Er macht klar, dass es hier nicht um Glauben geht, sondern um eine pervertierte Auslegung, die Gewalt legitimiert und Andersdenkende bekämpft. Diese Formulierung ist sachlich, analytisch und nicht stigmatisierend. Sie erlaubt es, Radikale beim Namen zu nennen, ohne Gläubige unter Generalverdacht zu stellen.

Ohnehin sind die meisten Fälle von Extremismus nicht religiös, sondern politisch motiviert. Dabei geht es um Macht und Beherrschung von Land und Boden.

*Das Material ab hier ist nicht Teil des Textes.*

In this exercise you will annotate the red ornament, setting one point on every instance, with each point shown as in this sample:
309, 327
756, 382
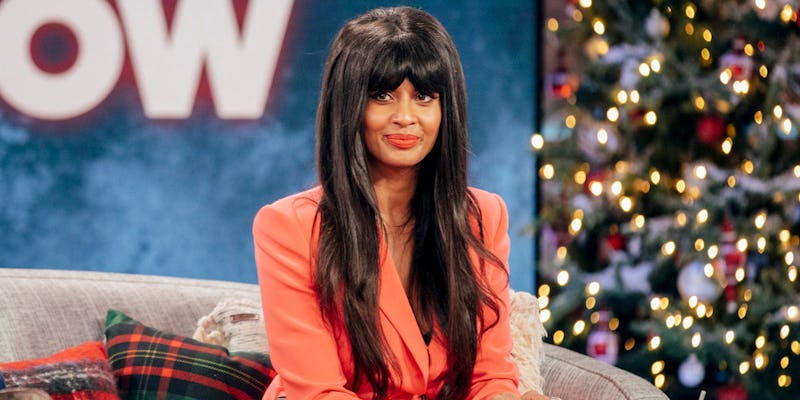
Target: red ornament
615, 239
730, 260
562, 83
595, 176
711, 129
740, 64
732, 391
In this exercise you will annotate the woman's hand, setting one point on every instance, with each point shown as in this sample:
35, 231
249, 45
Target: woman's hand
530, 395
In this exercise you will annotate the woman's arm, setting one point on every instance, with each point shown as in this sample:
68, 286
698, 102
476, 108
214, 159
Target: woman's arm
302, 348
495, 372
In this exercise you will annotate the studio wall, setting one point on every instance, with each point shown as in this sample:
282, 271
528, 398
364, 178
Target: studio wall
164, 173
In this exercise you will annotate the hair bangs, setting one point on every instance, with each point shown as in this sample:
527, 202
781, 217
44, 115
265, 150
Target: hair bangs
403, 59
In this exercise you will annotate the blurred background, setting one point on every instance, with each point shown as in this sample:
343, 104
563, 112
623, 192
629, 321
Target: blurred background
669, 225
143, 137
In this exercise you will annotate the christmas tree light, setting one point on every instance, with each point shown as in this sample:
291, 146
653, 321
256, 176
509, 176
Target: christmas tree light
670, 182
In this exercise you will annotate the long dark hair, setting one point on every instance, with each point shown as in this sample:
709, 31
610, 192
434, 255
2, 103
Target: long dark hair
376, 52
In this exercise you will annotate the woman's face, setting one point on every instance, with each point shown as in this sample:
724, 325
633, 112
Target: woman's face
401, 126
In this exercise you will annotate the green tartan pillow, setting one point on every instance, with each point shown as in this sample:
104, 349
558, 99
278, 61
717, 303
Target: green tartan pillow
152, 364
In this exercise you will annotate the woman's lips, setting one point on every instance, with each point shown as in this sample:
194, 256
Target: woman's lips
402, 140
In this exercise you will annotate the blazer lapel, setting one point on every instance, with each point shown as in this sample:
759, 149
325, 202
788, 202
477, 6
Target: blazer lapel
394, 305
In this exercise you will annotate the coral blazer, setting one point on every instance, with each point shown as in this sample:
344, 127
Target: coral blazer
314, 363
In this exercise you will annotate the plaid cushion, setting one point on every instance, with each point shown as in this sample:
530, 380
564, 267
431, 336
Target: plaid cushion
151, 364
80, 372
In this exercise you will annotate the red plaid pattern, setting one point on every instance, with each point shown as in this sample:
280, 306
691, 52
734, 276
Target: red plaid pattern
151, 364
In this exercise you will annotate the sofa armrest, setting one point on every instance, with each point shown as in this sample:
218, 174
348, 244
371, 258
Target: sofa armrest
569, 375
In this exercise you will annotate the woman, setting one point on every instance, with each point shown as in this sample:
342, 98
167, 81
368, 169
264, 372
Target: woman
389, 280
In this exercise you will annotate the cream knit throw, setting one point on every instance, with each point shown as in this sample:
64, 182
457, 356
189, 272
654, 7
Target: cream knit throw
527, 332
236, 324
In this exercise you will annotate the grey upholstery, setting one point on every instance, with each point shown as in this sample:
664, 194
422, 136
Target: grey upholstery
44, 311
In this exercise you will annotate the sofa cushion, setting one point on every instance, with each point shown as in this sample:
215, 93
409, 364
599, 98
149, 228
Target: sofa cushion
150, 363
80, 372
238, 324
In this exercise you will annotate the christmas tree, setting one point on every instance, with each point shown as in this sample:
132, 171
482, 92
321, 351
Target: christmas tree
669, 166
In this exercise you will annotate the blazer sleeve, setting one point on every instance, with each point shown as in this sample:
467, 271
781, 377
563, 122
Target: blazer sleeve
495, 372
303, 350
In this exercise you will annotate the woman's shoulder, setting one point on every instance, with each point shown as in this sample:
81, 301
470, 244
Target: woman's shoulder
487, 201
301, 206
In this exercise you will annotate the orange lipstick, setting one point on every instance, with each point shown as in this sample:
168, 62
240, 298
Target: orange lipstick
402, 141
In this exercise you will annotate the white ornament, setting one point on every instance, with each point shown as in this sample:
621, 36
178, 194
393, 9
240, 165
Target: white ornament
656, 26
692, 281
770, 9
603, 344
691, 372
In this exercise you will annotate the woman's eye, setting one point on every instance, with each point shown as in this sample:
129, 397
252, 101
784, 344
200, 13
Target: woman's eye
380, 96
426, 97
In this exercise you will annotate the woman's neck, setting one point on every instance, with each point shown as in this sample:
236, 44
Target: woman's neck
393, 193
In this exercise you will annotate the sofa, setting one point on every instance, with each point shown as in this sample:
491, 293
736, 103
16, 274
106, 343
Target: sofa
44, 311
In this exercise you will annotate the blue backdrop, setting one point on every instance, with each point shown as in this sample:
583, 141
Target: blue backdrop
116, 191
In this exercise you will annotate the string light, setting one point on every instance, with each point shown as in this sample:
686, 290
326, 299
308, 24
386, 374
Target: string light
650, 118
707, 35
655, 65
713, 251
777, 111
612, 114
696, 340
558, 336
744, 367
602, 136
562, 278
575, 226
537, 141
570, 121
730, 336
760, 219
668, 248
547, 171
702, 216
552, 25
786, 126
727, 146
593, 288
758, 117
690, 10
759, 360
700, 172
699, 103
654, 343
544, 315
787, 13
784, 333
598, 26
655, 176
657, 367
622, 97
659, 381
578, 327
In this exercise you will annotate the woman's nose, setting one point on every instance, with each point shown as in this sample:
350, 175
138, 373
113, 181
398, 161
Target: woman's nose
404, 113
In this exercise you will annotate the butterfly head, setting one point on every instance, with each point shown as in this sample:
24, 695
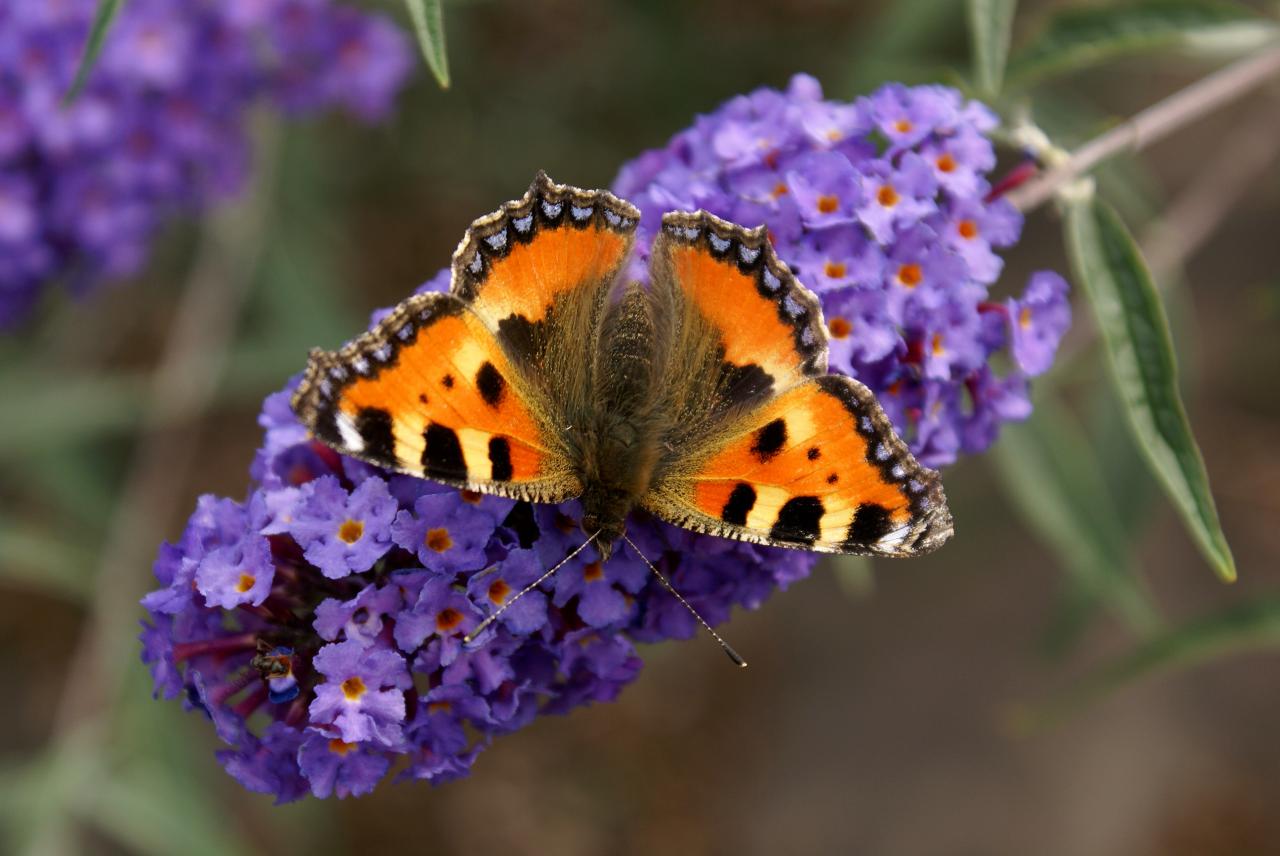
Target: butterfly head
604, 512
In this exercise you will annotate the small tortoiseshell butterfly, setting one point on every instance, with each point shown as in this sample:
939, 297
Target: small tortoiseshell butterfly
703, 398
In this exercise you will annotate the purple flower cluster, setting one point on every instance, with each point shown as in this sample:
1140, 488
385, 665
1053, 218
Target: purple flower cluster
883, 207
320, 623
160, 127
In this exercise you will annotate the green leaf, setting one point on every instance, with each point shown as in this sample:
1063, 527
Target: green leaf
429, 24
103, 21
1080, 37
1051, 474
1243, 627
1143, 369
991, 23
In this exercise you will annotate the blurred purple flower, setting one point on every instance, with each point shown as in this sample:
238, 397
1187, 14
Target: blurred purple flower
1038, 320
885, 209
160, 127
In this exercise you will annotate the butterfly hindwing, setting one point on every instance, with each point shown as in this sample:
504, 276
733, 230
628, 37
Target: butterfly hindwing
430, 392
817, 467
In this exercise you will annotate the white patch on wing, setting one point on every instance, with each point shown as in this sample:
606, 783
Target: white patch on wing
894, 539
350, 435
475, 451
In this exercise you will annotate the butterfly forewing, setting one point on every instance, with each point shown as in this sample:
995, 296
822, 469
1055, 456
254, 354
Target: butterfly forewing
471, 388
794, 457
429, 392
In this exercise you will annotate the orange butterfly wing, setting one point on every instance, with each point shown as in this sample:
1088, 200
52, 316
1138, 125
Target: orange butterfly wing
455, 387
794, 457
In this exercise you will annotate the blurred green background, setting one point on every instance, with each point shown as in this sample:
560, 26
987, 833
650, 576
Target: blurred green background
924, 706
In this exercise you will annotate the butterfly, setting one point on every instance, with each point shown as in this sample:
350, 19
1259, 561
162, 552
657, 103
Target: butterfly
702, 398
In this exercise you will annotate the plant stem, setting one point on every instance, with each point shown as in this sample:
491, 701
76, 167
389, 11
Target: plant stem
1201, 207
1153, 123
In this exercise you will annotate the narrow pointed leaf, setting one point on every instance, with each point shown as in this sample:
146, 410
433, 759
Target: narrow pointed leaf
429, 24
1143, 367
103, 21
991, 23
1079, 37
1050, 472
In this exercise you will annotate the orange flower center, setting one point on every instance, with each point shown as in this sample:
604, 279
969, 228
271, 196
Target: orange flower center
498, 591
910, 275
438, 539
351, 531
447, 619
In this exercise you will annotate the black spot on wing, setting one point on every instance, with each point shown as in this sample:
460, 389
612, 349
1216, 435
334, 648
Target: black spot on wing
769, 440
374, 425
799, 521
499, 458
871, 523
442, 456
739, 506
490, 384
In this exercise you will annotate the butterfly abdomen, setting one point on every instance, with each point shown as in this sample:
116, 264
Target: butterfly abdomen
621, 443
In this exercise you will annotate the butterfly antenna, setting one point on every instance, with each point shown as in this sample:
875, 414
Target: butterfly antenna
728, 649
524, 591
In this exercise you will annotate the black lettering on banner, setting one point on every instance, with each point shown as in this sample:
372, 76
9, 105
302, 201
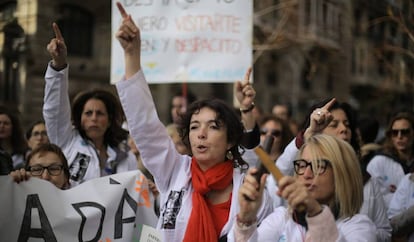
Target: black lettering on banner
119, 221
26, 231
78, 207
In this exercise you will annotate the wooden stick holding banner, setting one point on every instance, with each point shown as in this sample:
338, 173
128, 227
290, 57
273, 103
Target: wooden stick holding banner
271, 167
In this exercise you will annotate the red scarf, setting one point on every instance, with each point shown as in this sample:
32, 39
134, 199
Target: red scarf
200, 226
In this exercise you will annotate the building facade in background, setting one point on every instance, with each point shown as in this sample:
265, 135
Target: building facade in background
304, 51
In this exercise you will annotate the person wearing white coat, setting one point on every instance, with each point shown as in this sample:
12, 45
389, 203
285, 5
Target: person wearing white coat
195, 206
324, 199
338, 120
401, 210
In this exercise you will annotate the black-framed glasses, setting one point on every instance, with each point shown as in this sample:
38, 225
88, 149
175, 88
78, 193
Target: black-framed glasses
273, 132
39, 133
53, 170
402, 132
301, 165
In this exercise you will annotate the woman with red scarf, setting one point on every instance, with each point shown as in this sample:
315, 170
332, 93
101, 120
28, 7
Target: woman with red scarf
198, 193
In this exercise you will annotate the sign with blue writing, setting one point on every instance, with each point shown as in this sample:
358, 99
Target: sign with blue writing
188, 40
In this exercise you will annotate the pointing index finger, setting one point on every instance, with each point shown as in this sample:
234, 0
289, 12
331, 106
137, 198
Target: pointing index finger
247, 76
121, 9
329, 104
58, 34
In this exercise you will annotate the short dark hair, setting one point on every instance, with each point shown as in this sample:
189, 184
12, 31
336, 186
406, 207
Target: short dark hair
115, 134
226, 115
50, 148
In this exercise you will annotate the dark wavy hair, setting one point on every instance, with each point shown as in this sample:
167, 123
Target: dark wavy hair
115, 134
225, 115
350, 113
17, 138
42, 149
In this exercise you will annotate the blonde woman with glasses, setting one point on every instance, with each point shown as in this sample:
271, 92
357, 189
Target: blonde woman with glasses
324, 197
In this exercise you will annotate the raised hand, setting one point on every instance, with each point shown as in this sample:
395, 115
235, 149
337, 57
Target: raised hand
320, 119
297, 195
57, 49
20, 175
244, 91
128, 36
250, 195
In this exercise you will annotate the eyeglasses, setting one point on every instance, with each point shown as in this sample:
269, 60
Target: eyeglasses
53, 170
301, 165
273, 132
401, 132
41, 133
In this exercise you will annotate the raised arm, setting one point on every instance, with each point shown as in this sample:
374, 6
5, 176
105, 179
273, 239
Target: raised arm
56, 108
128, 36
245, 94
155, 145
57, 49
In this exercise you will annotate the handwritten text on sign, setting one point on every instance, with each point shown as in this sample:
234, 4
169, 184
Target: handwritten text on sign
112, 208
188, 40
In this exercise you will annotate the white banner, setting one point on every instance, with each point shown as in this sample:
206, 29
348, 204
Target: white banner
111, 208
188, 40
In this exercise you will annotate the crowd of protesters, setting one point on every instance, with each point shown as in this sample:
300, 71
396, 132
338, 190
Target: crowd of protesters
337, 168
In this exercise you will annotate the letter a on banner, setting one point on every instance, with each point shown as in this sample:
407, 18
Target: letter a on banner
26, 231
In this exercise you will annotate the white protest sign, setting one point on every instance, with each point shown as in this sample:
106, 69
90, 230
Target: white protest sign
111, 208
188, 40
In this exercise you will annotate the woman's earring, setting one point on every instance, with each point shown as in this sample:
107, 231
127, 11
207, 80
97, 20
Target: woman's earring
229, 155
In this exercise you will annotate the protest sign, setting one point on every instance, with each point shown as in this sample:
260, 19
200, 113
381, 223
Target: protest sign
119, 207
188, 40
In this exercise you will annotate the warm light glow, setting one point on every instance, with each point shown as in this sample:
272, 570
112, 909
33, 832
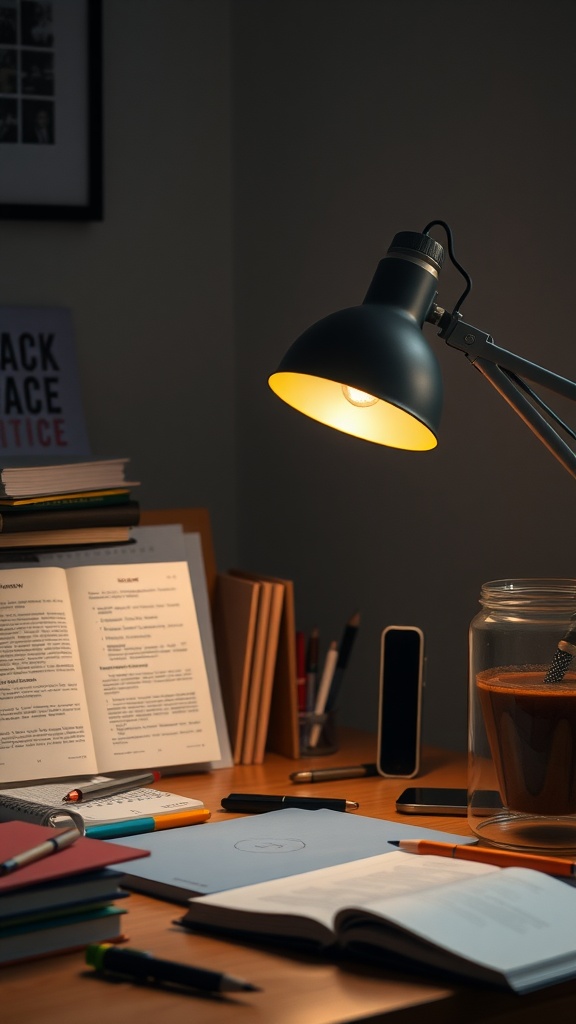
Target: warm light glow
356, 397
379, 422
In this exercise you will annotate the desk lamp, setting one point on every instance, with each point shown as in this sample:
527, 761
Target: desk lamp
369, 372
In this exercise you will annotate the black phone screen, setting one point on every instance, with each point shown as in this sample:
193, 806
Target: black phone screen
401, 678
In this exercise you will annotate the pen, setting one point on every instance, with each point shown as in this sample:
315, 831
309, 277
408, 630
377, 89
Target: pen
134, 826
332, 774
145, 967
250, 803
500, 858
346, 643
49, 846
110, 787
301, 670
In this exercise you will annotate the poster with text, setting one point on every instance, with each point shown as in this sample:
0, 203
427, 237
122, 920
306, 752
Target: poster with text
41, 412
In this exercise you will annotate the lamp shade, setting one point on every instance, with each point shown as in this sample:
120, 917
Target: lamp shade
368, 370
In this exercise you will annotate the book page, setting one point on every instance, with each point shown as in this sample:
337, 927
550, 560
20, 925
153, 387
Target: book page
44, 722
145, 674
318, 896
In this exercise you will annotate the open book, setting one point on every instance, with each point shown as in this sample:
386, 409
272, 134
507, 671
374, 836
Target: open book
511, 928
101, 670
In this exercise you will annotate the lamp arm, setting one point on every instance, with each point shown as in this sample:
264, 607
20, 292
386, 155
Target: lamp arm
500, 368
477, 344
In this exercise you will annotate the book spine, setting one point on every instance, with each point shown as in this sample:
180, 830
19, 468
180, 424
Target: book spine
123, 514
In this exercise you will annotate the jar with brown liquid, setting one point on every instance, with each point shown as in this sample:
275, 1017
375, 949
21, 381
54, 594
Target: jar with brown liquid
522, 716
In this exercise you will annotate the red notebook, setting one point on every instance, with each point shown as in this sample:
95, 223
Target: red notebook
84, 855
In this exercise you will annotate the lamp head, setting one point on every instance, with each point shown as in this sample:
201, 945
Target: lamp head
368, 370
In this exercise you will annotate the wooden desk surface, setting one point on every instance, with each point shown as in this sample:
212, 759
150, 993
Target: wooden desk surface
295, 990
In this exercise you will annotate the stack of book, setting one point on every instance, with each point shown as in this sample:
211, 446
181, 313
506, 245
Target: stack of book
254, 640
60, 504
64, 901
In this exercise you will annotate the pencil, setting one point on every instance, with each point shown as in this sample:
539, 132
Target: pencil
312, 668
344, 650
486, 855
323, 691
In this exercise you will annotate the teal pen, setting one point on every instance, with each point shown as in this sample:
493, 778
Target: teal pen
117, 829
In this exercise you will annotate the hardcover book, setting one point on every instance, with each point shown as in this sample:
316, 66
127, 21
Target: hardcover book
101, 670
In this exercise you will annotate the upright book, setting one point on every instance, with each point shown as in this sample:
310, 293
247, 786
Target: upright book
103, 670
264, 665
236, 609
511, 928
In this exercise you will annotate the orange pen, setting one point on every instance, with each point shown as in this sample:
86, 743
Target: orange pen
153, 822
488, 855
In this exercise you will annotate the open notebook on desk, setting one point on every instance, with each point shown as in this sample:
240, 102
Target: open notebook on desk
43, 805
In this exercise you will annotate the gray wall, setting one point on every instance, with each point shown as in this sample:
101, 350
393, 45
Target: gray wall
151, 286
354, 121
259, 157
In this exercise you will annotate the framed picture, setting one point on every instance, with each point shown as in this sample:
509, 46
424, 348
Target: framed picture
50, 110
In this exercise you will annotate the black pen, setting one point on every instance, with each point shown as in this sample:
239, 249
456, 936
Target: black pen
344, 650
144, 967
252, 803
332, 774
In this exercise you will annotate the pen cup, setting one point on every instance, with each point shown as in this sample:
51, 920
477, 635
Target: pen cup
318, 733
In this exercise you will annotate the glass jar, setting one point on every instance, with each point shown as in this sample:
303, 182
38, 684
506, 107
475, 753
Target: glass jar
522, 716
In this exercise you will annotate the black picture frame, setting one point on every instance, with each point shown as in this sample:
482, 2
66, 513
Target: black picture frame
51, 73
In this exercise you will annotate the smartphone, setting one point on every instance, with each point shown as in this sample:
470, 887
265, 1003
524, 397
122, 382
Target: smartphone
402, 665
430, 800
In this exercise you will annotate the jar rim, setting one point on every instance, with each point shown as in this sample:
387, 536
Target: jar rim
552, 589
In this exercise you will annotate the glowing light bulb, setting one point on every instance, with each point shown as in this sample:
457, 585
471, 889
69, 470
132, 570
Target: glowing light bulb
357, 397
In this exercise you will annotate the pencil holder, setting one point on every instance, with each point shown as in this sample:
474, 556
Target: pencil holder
318, 733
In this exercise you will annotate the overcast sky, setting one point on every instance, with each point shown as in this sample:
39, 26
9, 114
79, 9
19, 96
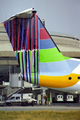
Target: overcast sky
61, 16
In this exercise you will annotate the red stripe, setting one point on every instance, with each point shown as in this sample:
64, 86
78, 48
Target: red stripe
14, 34
36, 31
11, 32
18, 31
4, 24
26, 35
43, 34
28, 45
32, 34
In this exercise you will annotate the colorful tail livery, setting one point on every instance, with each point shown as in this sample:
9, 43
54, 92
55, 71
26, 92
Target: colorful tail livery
40, 60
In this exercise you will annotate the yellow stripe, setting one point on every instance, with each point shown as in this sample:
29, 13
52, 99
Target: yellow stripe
58, 81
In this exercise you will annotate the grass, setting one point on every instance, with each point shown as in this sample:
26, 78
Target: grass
40, 115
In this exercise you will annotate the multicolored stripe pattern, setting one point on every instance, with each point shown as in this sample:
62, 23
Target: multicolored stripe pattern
23, 35
40, 60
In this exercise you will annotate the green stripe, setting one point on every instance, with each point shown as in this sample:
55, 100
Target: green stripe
15, 53
20, 61
24, 66
31, 65
51, 55
36, 67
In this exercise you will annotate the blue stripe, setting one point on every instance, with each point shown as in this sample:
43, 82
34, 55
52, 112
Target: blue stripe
46, 44
37, 68
58, 68
22, 34
27, 33
38, 33
29, 66
13, 33
31, 34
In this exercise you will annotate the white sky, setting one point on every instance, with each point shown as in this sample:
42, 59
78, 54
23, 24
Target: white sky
61, 16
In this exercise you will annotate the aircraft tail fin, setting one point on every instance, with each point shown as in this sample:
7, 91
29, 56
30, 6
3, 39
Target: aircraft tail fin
32, 44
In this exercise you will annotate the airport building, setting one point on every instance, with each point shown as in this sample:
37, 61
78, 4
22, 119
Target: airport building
68, 45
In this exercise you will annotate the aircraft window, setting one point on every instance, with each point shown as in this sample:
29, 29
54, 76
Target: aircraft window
78, 77
69, 78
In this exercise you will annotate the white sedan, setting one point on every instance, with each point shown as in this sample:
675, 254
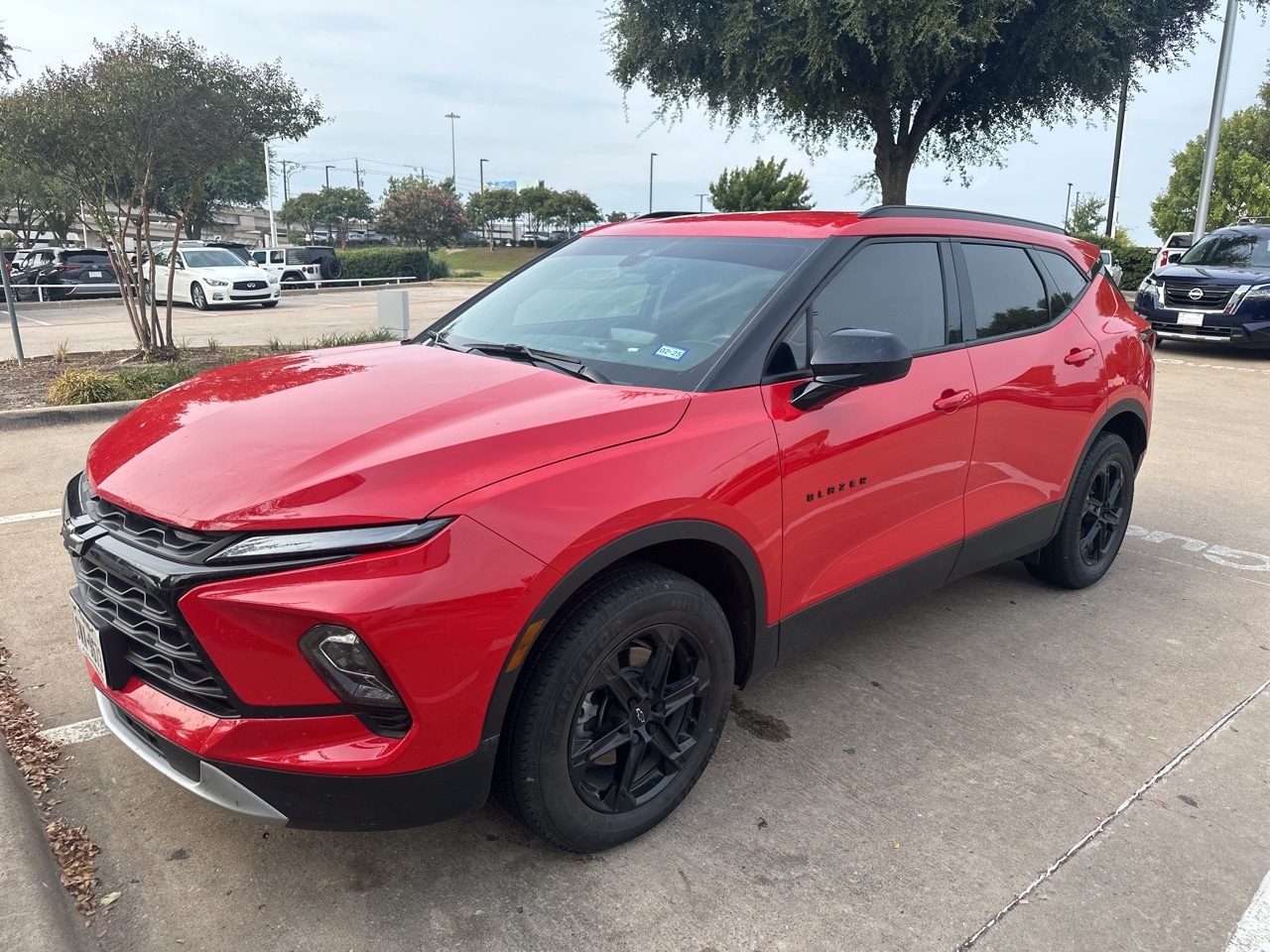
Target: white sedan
213, 276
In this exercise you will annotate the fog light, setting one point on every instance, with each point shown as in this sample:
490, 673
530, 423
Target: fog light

Kaum zu glauben, dass diese Begrifflichkeit trotzdem seit Jahrzehnten verwendet wird. Wer aber solche Begriffe verwendet, sollte sich auch der impliziten Botschaften bewusst sein, die mitschwingen. In einer pluralen und offenen Gesellschaft braucht es Begriffe, die differenzieren statt zu pauschalisieren.

Sprache kann Brücken bauen oder Mauern errichten – sie kann verbinden oder spalten. „Islamismus“ spaltet. Daher muss er hinterfragt und durch präzisere, gerechtere Begriffe ersetzt werden. Nicht, um Probleme zu verharmlosen, sondern um sie endlich richtig zu benennen.